On the 41st episode of The UrbanCincy Podcast, Jake Mecklenborg tells us about his experiences driving for the ridesharing service Uber. We discuss the types of trips that riders have been making, the best strategy for drivers, the impacts of ridesharing so far, and what other businesses Uber and Lyft could eventually get into.
While Uber and Lyft have been getting a lot of attention lately, following the launch of their services in Cincinnati, they are not the only non-traditional ride sharing services operating locally. The other, of course, is 321-RIDE and has been operating since 2007 primarily as a chauffeur service.
The locally owned and operated company has around 1,100 members presently, but new features, membership options and services are expected to grow that number and make 321-RIDE more competitive in the increasingly congested market.
According to Jon Amster, owner of 321-RIDE, the company’s existing client base is about half corporate and half individuals, and says that they are more of a higher-end service when compared to taxis, Uber and Lyft. He also says that they help those people who are not totally car-free.

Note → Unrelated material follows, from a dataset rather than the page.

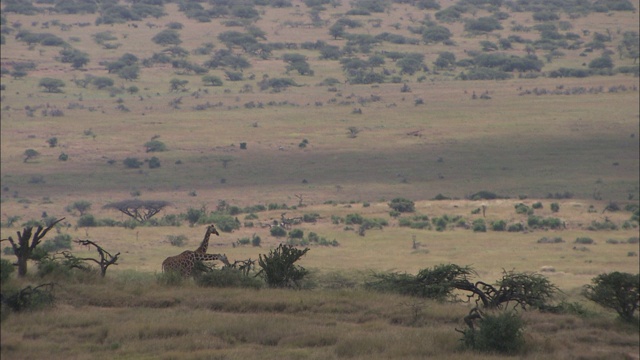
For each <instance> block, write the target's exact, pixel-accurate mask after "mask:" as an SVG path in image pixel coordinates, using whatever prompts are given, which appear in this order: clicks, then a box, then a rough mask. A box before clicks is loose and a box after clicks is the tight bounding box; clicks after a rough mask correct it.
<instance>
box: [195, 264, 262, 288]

“We’re a business that’s set up for a community like Cincinnati and other mid-sized Midwestern cities,” Amster explained. “We don’t have a strong taxi culture here…we have a drive your car to the bar culture, and we understand that.”
The way it works is two workers show up on behalf of 321-RIDE. One of those workers drives the customer home in their car, while the second worker follows them in order to bring both back after dropping off the user.

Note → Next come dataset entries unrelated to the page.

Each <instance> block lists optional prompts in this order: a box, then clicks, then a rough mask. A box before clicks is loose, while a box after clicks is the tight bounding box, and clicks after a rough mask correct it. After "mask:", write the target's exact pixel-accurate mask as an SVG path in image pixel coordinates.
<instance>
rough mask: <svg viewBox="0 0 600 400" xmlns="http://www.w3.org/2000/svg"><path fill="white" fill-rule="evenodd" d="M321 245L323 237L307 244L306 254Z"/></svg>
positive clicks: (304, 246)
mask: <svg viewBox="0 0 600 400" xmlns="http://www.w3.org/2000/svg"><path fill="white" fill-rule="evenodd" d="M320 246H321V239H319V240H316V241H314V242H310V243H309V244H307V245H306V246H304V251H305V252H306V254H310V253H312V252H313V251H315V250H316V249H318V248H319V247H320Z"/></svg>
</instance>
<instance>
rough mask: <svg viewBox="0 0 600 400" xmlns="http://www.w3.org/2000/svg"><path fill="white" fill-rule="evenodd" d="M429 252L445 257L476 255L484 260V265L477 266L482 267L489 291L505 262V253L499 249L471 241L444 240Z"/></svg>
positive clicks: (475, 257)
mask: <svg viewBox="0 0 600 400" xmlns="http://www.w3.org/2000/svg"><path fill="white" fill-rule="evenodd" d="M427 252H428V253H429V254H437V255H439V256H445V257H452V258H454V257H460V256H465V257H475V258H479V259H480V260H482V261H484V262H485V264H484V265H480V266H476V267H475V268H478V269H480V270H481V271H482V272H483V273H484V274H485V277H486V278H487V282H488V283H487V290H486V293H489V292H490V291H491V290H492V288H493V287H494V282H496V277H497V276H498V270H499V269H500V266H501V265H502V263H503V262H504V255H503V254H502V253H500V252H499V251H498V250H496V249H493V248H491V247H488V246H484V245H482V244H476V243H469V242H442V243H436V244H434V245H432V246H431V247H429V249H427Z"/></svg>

There are similar such businesses in other markets across North America, including numerous that include only one worker who gets to the customer on a collapsible bike that is stored in the truck until drop-off.
In order to keep up with the changing landscape, 321-RIDE launched a new website, mobile platform and membership options on May 1. Amster says that they are also working with a local developer and database firm to launch a mobile application this fall that will allow for users to geolocate the service and make a reservation in a one- to two-step process.
While the new changes are meant to help continue growth at the company, the University of Cincinnati real estate graduate says that it has not always been smooth sailing.
“We lost $100,000 in the first six months, but eventually paid all of that money back after two years of operation,” Amster said. “We learned from organizations like SCORE and through trial-by-fire, and we’re now a growing business.”
The new model for 321-RIDE allows for customers to sign-up for membership accounts at $8.95 per month, which differs from the previous $200 per year membership option offered. From there, the member’s credit card information is stored so that all ride purchases can be done without an in-car transaction. The average ride fee is around $64, with a minimum charge of $55.
Since 321-RIDE is now a cashless business, it means that gratuity is automatically calculated into the rates.
Amster says that he realizes the more premium service is probably not for everyone, but believes there is a market for ride sharing in Cincinnati at both ends of the spectrum, just as there is a market for steak at both Outback Steakhouse and Morton’s.
As for the new competition from Uber and Lyft, Amster says he welcomes their arrival and believes that they serve different markets.
“I don’t see us as competition,” said Amster. “There are some nights where you’d rather take a cab, but there are some nights where you’d rather have your car home with you.”
There are about 16 to 18 drivers, who operate as contractors, working at any given time for 321-RIDE. Those interested in using the service are able to do so seven nights a week between 9pm and 3am. Daytime and early evening hours are not currently offered, but are being considered as part of expanded operations in the future.